The Last Rebel Ground


One leaves the central village after perhaps buying a gift-shop reproduction of the parole issued each Reb allowing him to return home, thirty thousand being printed in the Clover Hill Tavern, and wanders perhaps to the wooded hill where Lee made camp after the surrender or to the tiny cemetery alongside what was the Richmond-Lynchburg Stage Road but is now just a minor rut in a field. The cemetery holds a dozen and a half soldiers’ bodies. One is Jesse H. Hutchins, who enlisted three days after the firing on Fort Sumter, a plaque tells us, served 1,454 days, and died in the Army of Northern Virginia’s final twenty-four hours, on April 8, when he ran into some Federal cavalry. His destiny was to stay forever in this place, which would have remained an obscure hamlet no one ever heard of had things been different. Now it lives in history as where the war ended, where occurred what Gen. Joshua Chamberlain of Maine famously described as the Passing of the Armies, the laying down of the Confederate flags and arms along the road that reaches for some thousand feet between the McLean and Peers Houses.

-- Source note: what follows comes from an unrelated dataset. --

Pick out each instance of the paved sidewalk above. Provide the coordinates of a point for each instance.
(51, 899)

In the couple of days it took to print and sign the passes the former enemies mingled. I like the story a Southerner told. A Union soldier asked if he was hungry. A pretty question to ask a Reb, was the snorted reply. Never mind, the Yankee said. Did the Southerner have a knife? Yes. The Bluecoat pointed to a ham strung to his saddle. “Cut you a slice, Johnny.” In later years the Confederate said, “God bless that Yank!”

The surrender took place on Palm Sunday. On the previous Sunday Corporal Mauck had killed General Hill. Then came Lee’s retreat, and now there is the Lee’s Retreat Trail, which ends here where all the soldiers went home. As did I.